Under the Family Law Act 1975, the paramount consideration when determining parenting arrangements is the best interests of the child. In assessing the best interests of the child, the Court has regard to (among other factors):

  1. The benefit to the child of having a meaningful relationship with both parents; and
  2. The need to protect the children from harm.

This second factor carries greater weight. If a parent poses an unacceptable risk to their child, the Court must make orders that protect the child from the risk of harm.

Over the years, the Courts have applied varying tests when assessing the existence of ‘unacceptable risk’.

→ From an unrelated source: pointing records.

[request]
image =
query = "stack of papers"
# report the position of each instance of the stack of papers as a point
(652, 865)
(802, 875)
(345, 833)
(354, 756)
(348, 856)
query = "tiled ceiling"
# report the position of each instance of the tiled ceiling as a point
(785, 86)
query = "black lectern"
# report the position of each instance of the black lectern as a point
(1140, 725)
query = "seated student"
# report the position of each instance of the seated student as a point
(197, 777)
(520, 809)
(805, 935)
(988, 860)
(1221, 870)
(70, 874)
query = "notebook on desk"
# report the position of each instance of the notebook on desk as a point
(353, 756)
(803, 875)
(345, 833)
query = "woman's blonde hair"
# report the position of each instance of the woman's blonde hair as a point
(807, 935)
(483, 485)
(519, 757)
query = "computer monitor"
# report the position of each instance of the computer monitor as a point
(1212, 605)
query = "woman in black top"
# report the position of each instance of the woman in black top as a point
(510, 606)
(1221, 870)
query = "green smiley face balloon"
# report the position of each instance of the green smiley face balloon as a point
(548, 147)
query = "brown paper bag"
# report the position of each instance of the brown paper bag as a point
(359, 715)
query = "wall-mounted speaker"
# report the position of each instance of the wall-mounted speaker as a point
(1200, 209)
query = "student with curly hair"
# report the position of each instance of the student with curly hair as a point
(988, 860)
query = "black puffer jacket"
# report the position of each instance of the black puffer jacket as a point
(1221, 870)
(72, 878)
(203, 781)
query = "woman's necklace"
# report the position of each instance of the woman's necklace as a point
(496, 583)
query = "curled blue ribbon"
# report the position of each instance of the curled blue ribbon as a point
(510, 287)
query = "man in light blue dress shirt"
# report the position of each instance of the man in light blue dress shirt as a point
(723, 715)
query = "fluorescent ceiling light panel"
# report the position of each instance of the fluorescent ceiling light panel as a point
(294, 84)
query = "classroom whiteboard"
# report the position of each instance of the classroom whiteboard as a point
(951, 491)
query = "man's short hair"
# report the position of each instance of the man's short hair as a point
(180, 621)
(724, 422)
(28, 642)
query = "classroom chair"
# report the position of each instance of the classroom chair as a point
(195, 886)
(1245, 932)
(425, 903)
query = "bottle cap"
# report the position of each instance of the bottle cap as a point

The recent Full Court decision of Isles & Nelissen clarified that while assessment of risk of harm is evidence-based, it does not need to be shown that harm is likely to occur on the balance of probabilities for there to be an unacceptable risk.

In Isles & Nelissen, orders were made in proceedings involving a father, mother, and State child welfare agency, for the children to live with their mother and spend supervised time with their father. The eldest child (aged 10 at the time of trial) had disclosed that the father had sexually abused him. The father was charged with rape but the charges were withdrawn due to lack of specificity in the evidence.

The trial judge found he was, on the evidence, unable to make a positive finding of sexual abuse. He held however that the inability to make a positive finding that abuse occurred does not prevent the Court from finding that there is an unacceptable risk to a child. His Honour found that in the circumstances of the case, the father posed an unacceptable risk to the children.

On appeal, the father submitted that the trial judge failed to apply the civil standard of proof (enshrined in section 140 of the Evidence Act 1995 (Cth)), when determining that the father posed an unacceptable risk to the children. The Full Court rejected this ground of appeal and held that the trial judge was correct to distinguish the test for making positive findings of sexual abuse from findings of unacceptable risk of harm. The Full Court affirmed that the latter is a ‘predictive exercise’ and while evidence-based, its assessment is not limited to findings of past fact; it looks to ‘possibilities’; and it cannot be determined according to a civil standard of proof.

In assessing whether there is an unacceptable risk to a child, the Court and practitioners should consider:

  1. Whether the facts suggest that there is a present or future risk;
  2. The magnitude of the risk; and
  3. Whether there are tools and circumstances to adequately mitigate the risk.